True, they always have my back even when I don't want them to (and when I do need them, they're always there in some form). I'd like to think I'm fairly reliable and able to take care of myself (been doing it for a while now with moderate success). Not everyone sees it that way. I'm always getting reminders and suggestions about how I should run my life, what I should be doing and with whom, for how long, etc. etc.

What they don't understand is if there's something out there to help improve my life, I'm there five minutes before it's being introduced.
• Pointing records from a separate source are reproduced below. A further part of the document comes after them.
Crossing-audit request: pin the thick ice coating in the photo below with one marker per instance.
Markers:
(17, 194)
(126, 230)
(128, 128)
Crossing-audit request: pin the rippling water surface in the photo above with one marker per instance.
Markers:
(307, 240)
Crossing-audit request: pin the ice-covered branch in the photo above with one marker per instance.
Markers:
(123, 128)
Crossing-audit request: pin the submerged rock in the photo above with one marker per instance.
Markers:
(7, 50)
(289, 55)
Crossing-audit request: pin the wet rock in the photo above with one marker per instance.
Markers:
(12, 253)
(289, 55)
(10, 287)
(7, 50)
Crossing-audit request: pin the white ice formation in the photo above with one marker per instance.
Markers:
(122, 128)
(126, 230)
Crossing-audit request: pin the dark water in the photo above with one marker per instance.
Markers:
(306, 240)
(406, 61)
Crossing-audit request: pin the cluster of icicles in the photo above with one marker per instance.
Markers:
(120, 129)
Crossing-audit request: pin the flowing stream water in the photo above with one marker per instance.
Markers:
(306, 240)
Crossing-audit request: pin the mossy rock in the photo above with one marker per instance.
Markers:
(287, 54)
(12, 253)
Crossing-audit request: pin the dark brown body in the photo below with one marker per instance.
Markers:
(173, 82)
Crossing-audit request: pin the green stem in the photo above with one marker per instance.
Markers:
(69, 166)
But, I may not get to all of them on the same day for a few reasons: 1) There are only 24 hours in a day, 2) I am only one man and don't have assistants to take care of all the menial things, and 3) I'm already busy as fuck, running several projects so I might get a little tired after working 16 hours a day.

I know their hearts are in the right place, but sometimes I wonder where the hell their brains are.

Monday, April 18, 2011

Can’t defend that kind of behaviour

After too much pain and suffering, my friend A finally decided to leave his boyfriend. There was too much negativity and sadness in their relationship and it was time to move on. But, A isn’t like me when dealing with relationships: I cut things off and cauterize wounds, he lets them bleed, hoping they’ll heal themselves.
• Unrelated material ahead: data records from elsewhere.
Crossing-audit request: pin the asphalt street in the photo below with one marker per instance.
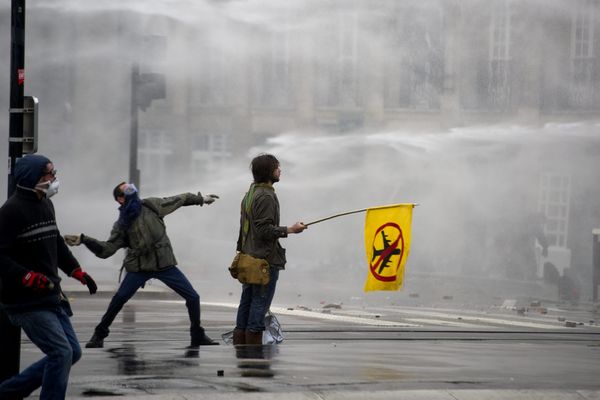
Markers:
(339, 352)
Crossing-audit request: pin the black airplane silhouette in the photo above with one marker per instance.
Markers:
(386, 259)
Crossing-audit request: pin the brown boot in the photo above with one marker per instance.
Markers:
(254, 338)
(239, 336)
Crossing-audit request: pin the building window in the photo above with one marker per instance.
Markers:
(583, 84)
(337, 68)
(209, 152)
(272, 81)
(413, 57)
(554, 200)
(210, 80)
(500, 55)
(154, 152)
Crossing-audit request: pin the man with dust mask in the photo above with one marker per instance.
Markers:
(31, 253)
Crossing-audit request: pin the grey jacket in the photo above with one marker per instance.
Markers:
(263, 230)
(148, 246)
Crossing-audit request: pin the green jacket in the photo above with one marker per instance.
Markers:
(259, 223)
(148, 246)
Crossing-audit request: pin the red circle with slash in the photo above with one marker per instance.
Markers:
(398, 243)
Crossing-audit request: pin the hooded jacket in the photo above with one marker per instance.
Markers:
(30, 241)
(148, 246)
(260, 215)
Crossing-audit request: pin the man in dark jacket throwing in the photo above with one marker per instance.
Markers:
(141, 229)
(31, 252)
(259, 236)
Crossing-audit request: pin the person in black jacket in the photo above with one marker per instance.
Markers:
(31, 252)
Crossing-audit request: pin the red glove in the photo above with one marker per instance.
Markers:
(37, 281)
(85, 279)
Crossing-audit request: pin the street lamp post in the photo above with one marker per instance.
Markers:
(10, 335)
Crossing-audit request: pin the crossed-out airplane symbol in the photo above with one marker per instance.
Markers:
(385, 253)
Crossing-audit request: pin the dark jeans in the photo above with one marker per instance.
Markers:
(171, 277)
(52, 332)
(255, 303)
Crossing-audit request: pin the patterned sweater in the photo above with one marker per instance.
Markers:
(30, 241)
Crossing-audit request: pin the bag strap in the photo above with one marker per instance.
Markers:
(247, 212)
He visited me one day and talked about what he’d been going through and defended the ex. I nodded and heard his concerns, but this behaviour had to stop. Using my life experiences, I won’t defend anyone who has treated me like crap. I'm one that believes if someone truly loves you, they will love you unconditionally.
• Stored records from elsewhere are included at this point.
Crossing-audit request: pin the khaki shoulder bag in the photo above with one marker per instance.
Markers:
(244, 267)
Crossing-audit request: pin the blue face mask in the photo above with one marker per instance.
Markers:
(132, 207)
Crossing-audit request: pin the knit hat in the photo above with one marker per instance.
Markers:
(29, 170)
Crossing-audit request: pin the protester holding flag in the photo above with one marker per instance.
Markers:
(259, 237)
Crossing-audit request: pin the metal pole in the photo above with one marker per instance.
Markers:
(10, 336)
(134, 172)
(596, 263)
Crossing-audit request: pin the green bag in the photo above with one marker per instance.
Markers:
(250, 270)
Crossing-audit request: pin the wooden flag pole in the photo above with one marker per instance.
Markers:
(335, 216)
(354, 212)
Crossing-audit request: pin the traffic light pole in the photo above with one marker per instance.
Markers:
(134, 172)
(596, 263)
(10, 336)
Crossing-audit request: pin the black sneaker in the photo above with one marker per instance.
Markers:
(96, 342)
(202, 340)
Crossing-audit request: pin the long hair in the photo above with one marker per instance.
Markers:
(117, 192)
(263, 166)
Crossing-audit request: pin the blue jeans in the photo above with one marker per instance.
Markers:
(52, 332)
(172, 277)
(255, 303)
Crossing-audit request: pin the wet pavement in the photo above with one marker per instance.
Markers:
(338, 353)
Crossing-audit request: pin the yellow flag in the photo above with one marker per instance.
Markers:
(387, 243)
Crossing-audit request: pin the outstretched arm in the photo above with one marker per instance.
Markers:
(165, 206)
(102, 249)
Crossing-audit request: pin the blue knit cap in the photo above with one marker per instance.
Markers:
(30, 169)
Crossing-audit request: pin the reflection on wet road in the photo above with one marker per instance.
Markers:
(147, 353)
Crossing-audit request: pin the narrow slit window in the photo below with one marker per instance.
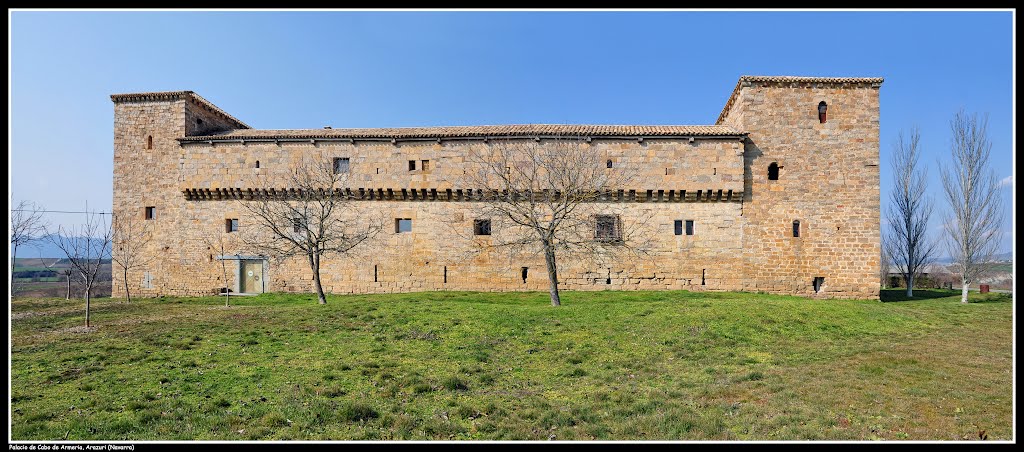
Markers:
(341, 165)
(402, 226)
(481, 227)
(608, 229)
Not long after we have a talk at my place, I went online and ran across a profile of a certain someone we have in common. Instead of letting it go, I sent A a text. BTW, I just saw your ex is looking for bb sex online. Just thought you should know...

True, it sounded incredibly insensitive, but I think this shock is what A needed to wake up. What I didn’t mention is I saw the ex on a dating site, too. And, if he’s on two sites less than a week after breaking up (while begging A to get back together), then that would mean he’d probably on a dozen others.

I want to shake A when he does this because the ex isn't worth it. If A continues with this kind of attitude towards someone who treated him like garbage, I’m going cut him off when he talks about his loser ex; I can’t stand for that behaviour, anymore.

Monday, April 11, 2011

New year, new book

Although many people make promises of writing books, few of them ever come to fruition. It’s much harder than it appears. With everyone having a 9-5 (or, if you’re me, a 25 hours - 7 days a week) job, there’s little time left to sit at a computer and type.

But, I’ve found the time.

Although I’ve said it before, I am writing a book. This is a new one (the old one isn’t abandoned, believe me) I’m doing with my best friend. We get to split the work in approximately half.

It’s a series of short stories, describing bad dates and relationships for the new year (and maybe a couple of juicy ones from 2010).

Let’s say there will be a lot of people who don’t want to read it. Names will be changed, but that is the extent of the veiling.

And, how sad is it that we can have already ¼ of the book done in the first few weeks of the new year? Yeah, it’s practically writing itself.

It’s going to be a bestseller.

Monday, April 04, 2011

Just stay offline

With the abundance of oversharing on the internet, it comes as a surprise there are those who wish to refrain from it. The thing is, they don’t do it offline. They’re still online, but they have blocked Facebook profiles, secret blogs, and hidden Twitter accounts that are usually password-protected, so there is limited access to the general populace.

I don’t know why they just don’t stay offline. Why spend the time and take the effort to remain hidden? Do they want to know there are others who want to “join” this group? Do they enjoy keeping things from others? Are they just so full of illegal thoughts that can be used as ammunition for the feds?

If that’s the reason, maybe they shouldn’t share anything to begin with. Stay offline.